Fixed by clearing /bin.
Node redownloaded binaries and started normally.
Maybe it can be handled more gracefully. Didn’t investigated it in depth, but i assume maybe binaries was corrupted by fs (ran fsck recently and found some errors), or maybe binaries was partially downloaded. Maybe add some hashsum check for binaries at startup.

Same result. Node is now suspended. Not sure what else to do.

When you deleted the bin folder, was the container stopped or removed?
I saw some weird cases, when docker may rollback changes if you modify something on the bind local filesystem when the container only stopped.
Could you please try to stop and remove the container, then delete the bin folder from the data location and run the container back?

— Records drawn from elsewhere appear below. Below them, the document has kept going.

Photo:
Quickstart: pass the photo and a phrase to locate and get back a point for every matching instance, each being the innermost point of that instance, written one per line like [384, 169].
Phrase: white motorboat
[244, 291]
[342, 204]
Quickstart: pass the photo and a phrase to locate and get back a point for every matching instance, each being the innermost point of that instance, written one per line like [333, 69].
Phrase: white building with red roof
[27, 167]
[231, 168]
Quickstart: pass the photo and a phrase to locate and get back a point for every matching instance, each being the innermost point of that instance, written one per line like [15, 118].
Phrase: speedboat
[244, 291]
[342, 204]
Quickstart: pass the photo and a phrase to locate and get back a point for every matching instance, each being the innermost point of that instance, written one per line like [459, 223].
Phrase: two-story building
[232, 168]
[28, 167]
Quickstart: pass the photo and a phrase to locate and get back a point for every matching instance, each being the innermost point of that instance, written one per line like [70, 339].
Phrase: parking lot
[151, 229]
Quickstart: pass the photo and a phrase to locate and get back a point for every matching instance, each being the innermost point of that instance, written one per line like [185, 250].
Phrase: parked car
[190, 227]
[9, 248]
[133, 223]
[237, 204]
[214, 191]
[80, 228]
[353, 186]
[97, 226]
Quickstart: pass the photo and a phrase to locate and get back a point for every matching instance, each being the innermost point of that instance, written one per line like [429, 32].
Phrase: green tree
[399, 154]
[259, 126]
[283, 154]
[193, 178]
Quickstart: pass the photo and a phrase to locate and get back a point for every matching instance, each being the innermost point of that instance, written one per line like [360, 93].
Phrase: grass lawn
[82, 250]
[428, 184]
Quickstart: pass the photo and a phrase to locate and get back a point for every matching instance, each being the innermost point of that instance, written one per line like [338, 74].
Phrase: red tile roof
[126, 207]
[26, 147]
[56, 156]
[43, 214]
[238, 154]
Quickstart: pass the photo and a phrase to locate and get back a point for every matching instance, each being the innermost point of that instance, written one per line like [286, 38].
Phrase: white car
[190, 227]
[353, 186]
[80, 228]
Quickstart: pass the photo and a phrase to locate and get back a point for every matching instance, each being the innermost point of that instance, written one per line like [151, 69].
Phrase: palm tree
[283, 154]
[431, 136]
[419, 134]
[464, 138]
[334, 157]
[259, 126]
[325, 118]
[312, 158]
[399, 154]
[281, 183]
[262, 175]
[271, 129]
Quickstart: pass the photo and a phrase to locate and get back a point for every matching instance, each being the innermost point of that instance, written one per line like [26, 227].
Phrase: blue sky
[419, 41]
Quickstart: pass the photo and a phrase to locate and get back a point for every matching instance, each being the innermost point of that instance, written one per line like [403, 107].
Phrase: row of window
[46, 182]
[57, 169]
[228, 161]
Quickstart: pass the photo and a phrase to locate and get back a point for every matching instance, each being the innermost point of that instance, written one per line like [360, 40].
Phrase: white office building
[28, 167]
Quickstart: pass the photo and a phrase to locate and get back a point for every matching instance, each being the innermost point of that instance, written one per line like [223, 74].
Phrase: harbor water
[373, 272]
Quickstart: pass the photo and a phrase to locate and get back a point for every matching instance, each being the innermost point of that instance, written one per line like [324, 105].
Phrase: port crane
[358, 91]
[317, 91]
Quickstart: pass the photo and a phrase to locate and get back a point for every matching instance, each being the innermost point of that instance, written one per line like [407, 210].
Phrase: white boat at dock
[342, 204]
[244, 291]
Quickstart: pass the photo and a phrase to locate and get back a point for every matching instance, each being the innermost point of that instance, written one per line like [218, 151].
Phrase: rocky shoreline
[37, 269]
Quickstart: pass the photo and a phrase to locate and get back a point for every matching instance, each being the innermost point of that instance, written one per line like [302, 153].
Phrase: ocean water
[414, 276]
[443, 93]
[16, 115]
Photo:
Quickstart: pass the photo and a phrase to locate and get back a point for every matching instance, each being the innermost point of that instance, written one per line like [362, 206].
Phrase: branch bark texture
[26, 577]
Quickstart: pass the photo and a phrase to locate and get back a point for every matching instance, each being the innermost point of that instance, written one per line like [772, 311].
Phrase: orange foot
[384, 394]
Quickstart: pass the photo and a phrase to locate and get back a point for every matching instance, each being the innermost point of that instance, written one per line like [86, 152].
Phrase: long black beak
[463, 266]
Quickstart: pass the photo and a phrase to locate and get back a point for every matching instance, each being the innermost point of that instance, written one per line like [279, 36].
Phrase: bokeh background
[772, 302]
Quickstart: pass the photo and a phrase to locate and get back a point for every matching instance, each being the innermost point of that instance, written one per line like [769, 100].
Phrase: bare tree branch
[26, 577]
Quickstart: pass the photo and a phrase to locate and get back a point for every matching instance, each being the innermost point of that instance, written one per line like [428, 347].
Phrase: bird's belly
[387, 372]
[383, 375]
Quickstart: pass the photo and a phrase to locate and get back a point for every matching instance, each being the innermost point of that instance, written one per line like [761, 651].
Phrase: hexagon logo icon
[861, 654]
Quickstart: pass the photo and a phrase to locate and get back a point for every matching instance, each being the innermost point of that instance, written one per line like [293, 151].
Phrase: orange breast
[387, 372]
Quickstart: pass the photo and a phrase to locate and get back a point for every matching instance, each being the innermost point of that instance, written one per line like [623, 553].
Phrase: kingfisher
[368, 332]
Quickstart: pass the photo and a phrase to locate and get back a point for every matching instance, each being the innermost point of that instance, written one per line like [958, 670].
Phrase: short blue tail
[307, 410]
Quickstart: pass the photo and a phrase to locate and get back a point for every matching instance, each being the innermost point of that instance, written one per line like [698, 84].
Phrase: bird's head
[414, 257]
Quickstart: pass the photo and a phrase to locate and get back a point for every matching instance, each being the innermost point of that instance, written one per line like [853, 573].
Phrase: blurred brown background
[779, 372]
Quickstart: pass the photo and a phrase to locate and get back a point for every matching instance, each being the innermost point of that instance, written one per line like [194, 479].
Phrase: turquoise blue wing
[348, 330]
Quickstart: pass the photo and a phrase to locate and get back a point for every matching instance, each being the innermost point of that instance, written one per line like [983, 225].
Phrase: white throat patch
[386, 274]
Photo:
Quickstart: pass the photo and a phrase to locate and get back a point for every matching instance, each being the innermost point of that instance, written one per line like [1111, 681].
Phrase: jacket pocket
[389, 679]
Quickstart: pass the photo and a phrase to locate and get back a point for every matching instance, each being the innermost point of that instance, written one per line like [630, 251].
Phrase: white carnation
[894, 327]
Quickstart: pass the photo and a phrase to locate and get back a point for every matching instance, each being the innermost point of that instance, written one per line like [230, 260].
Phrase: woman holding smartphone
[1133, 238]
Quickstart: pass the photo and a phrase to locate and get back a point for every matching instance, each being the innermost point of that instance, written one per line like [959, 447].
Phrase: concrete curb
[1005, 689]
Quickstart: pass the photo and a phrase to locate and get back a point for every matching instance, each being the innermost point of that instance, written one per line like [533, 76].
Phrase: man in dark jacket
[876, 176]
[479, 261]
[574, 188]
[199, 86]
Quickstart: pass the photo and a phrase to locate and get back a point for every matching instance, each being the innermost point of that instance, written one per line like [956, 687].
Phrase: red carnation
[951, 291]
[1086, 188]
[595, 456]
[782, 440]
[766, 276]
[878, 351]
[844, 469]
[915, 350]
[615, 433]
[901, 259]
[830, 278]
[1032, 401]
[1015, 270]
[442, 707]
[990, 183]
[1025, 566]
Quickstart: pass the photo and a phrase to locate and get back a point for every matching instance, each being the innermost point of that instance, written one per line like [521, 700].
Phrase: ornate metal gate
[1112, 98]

If that wouldn’t help too, then please try to run with a --platform linux/arm/v5 before the image name.
If that wouldn’t help too, then please run your docker run command but with adding --entrypoint /bin/bash before the image name, e.g.:

docker run ...\
...
  --entrypoint /bin/bash \
storjlabs/storagenode:latest

it should open a shell.
There run this command:

/config/bin/storagenode setup --help

Will it be executed?

Thanks!

Deleting the bin folder after the container was removed worked.

Just stopping the container and removing the bin folder was not enough.

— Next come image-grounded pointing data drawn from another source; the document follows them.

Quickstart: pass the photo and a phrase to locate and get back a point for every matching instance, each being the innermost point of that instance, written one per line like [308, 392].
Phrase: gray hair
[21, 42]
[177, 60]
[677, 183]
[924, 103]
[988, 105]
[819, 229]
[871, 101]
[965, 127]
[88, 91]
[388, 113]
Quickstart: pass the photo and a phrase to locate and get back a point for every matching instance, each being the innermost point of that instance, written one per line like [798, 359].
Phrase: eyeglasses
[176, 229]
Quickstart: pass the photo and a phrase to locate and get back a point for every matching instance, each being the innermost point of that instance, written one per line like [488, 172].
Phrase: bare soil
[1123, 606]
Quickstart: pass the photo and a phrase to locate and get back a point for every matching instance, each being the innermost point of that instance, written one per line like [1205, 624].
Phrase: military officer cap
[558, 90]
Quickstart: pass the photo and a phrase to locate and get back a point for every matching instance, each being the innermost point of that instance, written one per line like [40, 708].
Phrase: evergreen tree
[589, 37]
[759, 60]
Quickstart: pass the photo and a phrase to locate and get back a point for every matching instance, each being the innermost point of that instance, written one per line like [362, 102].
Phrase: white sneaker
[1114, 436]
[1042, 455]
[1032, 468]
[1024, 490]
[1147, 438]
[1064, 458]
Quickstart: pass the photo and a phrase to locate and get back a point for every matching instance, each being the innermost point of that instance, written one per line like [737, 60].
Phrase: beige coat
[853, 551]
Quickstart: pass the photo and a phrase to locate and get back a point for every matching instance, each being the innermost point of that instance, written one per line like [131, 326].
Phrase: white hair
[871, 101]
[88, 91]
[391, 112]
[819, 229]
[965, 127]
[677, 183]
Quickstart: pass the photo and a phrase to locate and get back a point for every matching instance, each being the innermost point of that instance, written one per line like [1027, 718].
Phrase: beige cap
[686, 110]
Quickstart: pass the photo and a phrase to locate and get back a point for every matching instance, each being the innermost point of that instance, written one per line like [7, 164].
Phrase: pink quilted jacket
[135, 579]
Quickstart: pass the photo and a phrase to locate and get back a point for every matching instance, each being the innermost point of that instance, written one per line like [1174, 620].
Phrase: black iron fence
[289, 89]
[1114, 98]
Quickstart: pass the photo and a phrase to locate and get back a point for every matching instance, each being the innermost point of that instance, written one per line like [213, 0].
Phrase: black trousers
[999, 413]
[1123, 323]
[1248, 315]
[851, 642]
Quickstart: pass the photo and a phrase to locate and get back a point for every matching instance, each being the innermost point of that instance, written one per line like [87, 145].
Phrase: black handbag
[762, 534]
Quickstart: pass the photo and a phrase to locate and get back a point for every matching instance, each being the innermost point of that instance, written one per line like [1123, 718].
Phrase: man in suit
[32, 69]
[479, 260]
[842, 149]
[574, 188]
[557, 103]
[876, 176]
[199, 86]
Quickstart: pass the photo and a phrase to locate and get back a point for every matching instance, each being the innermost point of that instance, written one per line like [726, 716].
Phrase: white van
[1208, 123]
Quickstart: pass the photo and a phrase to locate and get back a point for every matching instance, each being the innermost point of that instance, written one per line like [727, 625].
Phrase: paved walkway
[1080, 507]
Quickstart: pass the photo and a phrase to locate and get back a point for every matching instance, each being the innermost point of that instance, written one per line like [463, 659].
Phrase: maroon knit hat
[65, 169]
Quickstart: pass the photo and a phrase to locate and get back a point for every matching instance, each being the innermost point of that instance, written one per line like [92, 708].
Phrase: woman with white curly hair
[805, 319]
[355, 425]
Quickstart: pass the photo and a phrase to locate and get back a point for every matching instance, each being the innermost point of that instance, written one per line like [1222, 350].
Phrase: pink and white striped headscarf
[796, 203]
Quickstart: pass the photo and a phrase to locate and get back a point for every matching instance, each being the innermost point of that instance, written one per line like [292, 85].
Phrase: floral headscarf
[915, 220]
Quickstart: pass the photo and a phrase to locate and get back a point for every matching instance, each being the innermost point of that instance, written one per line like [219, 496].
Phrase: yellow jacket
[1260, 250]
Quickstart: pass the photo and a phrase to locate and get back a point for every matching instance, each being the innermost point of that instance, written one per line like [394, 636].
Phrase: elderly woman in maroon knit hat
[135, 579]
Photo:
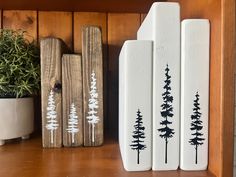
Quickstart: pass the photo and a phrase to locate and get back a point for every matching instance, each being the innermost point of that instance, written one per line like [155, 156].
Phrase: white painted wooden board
[135, 104]
[195, 34]
[162, 25]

I don’t understand why this came up now after 5 years of running this node without issue, but at least it started up and is (sadly) cleaning out TB’s of old data now.

1 Like

Likely because of the data corruption. And this time it was a binary file in the storage location.

I suspected that. Glad, that it finally worked.